Schenke ihnen Leben 01

Jede Figur, die ich dir vorschlage darfst du auch anders benennen (wenn du dies möchtest).

Vorschlag 01 – Sureja

Auf ihre Weise ist Sureja eine Superheldin, aber nicht im herkömmlichen Sinne.
Vom Naturell ist sie ein Succubus. Diese Wesen waren einst gefürchtet und von manchen gewünscht, doch Vorsicht sei hier angesagt, sie können einem das Leben gründlich zur Hölle machen.

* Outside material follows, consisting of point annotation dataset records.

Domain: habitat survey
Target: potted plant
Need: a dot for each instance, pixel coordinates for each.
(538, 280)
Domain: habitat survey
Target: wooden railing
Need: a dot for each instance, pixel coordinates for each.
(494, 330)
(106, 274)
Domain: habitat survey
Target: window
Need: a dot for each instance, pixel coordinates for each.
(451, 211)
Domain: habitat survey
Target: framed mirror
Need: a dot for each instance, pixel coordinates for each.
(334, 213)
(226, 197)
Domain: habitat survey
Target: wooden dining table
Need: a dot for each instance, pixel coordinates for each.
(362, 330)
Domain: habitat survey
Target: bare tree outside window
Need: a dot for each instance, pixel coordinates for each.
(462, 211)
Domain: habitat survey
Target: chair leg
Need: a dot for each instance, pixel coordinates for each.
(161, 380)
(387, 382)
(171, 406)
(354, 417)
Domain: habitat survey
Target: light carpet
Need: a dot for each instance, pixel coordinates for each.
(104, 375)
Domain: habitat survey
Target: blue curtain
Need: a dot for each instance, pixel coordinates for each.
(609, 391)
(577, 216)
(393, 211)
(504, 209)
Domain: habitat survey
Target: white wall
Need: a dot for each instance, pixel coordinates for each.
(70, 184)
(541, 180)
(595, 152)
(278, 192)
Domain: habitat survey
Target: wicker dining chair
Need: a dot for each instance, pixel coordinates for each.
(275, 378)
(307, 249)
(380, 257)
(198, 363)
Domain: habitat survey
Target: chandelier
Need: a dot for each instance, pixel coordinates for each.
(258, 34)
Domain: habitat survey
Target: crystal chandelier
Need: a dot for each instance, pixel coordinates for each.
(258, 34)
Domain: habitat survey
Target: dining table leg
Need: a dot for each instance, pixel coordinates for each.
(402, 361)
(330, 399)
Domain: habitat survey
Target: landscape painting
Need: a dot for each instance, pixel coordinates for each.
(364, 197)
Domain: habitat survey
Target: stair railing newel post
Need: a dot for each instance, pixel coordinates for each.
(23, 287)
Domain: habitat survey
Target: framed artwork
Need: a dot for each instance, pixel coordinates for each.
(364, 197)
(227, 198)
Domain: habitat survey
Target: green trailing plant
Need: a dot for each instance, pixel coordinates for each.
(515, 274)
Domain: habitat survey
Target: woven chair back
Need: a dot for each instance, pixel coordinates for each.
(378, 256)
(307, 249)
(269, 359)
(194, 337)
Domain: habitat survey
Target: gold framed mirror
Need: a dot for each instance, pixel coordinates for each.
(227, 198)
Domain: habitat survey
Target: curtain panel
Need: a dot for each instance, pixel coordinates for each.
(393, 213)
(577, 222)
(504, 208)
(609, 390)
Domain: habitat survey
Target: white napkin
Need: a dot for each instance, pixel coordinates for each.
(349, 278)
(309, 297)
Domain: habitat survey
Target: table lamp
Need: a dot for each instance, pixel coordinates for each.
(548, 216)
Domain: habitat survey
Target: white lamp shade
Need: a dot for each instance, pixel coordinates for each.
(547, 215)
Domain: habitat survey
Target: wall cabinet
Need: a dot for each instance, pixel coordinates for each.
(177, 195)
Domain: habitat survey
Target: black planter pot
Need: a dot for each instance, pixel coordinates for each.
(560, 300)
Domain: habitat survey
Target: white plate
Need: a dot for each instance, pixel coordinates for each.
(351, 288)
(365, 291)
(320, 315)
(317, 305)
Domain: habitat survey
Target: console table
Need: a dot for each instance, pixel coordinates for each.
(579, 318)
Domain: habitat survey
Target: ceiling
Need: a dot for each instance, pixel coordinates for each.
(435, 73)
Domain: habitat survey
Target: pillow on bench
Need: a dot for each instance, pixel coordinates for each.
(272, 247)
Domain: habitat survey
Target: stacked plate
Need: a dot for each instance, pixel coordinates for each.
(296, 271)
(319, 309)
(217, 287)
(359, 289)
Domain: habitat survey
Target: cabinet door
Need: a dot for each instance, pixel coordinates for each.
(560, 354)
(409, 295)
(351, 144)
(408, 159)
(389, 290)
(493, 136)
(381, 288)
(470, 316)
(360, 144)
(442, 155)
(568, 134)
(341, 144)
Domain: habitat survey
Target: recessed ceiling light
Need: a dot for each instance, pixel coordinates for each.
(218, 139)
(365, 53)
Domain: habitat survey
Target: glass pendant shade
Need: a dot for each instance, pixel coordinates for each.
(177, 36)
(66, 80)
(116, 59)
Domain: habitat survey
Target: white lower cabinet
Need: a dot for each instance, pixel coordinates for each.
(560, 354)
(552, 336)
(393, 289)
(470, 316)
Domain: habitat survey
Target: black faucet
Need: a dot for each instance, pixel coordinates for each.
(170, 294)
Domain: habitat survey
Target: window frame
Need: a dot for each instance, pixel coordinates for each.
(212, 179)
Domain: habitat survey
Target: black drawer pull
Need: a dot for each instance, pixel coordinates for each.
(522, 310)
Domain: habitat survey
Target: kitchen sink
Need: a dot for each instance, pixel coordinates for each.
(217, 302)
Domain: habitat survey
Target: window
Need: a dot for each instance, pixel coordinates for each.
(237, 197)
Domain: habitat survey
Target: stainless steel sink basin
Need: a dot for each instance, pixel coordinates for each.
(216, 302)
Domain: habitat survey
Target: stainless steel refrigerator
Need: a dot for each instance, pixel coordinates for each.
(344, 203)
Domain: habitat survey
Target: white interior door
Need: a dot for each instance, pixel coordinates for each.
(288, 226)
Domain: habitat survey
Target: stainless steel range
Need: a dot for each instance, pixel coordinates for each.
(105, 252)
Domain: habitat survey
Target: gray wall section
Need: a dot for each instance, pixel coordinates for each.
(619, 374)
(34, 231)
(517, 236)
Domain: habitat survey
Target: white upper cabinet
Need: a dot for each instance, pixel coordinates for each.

Der Legende nach liegt ein Succubus beim Mann und nimmt ihm den Samen, nährt sich von seiner Energie und kann ihn dadurch auch zerstören. Manchen Geschichten nach wandeln sie sich dann zu einem Incubus und liegen bei der Frau, der sie den Samen des Mannes geben, wodurch beispielsweise ein Wechselbalg gezeugt wird.

Man sagt ihnen nach, sie seien dämonische Wesen, die nur dazu da seien, unsichere Menschen zu zerstören.

Soweit einmal die allgemeine Theorie.

Sureja jedoch ist anders. Sie nutzt ihre Gabe, um für Gerechtigkeit zu sorgen. Ja, sie schenkt dem Mann für eine gewisse Zeit sicherlich Vergnügen und lässt ihn hinterher bluten – aber wie ein Superheld wählt sie nur jene aus, die es auch wirklich verdient haben.

Geben wir ihr eine Begegnung, so könnte dies beispielsweise ein Unternehmer sein, der seine Mitarbeiter miserabel behandelt und dem das Geld wichtiger ist als alles andere. Nennen wir diesen Mann doch Manfred (Nachnamen kannst du dir ja selber aussuchen).
Manfred also ist ein Mann, der glaubt, mit Geld sei alles machbar. Sie sieht, wie die Mitarbeiter leiden und bekommt Mitleid mit ihnen. Also besucht sie ihn eines Nachts, schenkt ihm eine Nacht, die er nie mehr vergessen wird und kommt immer wieder zu Besuch. Doch nach einer Woche merkt er, wie seine Energie entschwindet und er krank wird.
Er ist nicht mehr so häufig in der Firma, wodurch es den Mitarbeitern besser geht.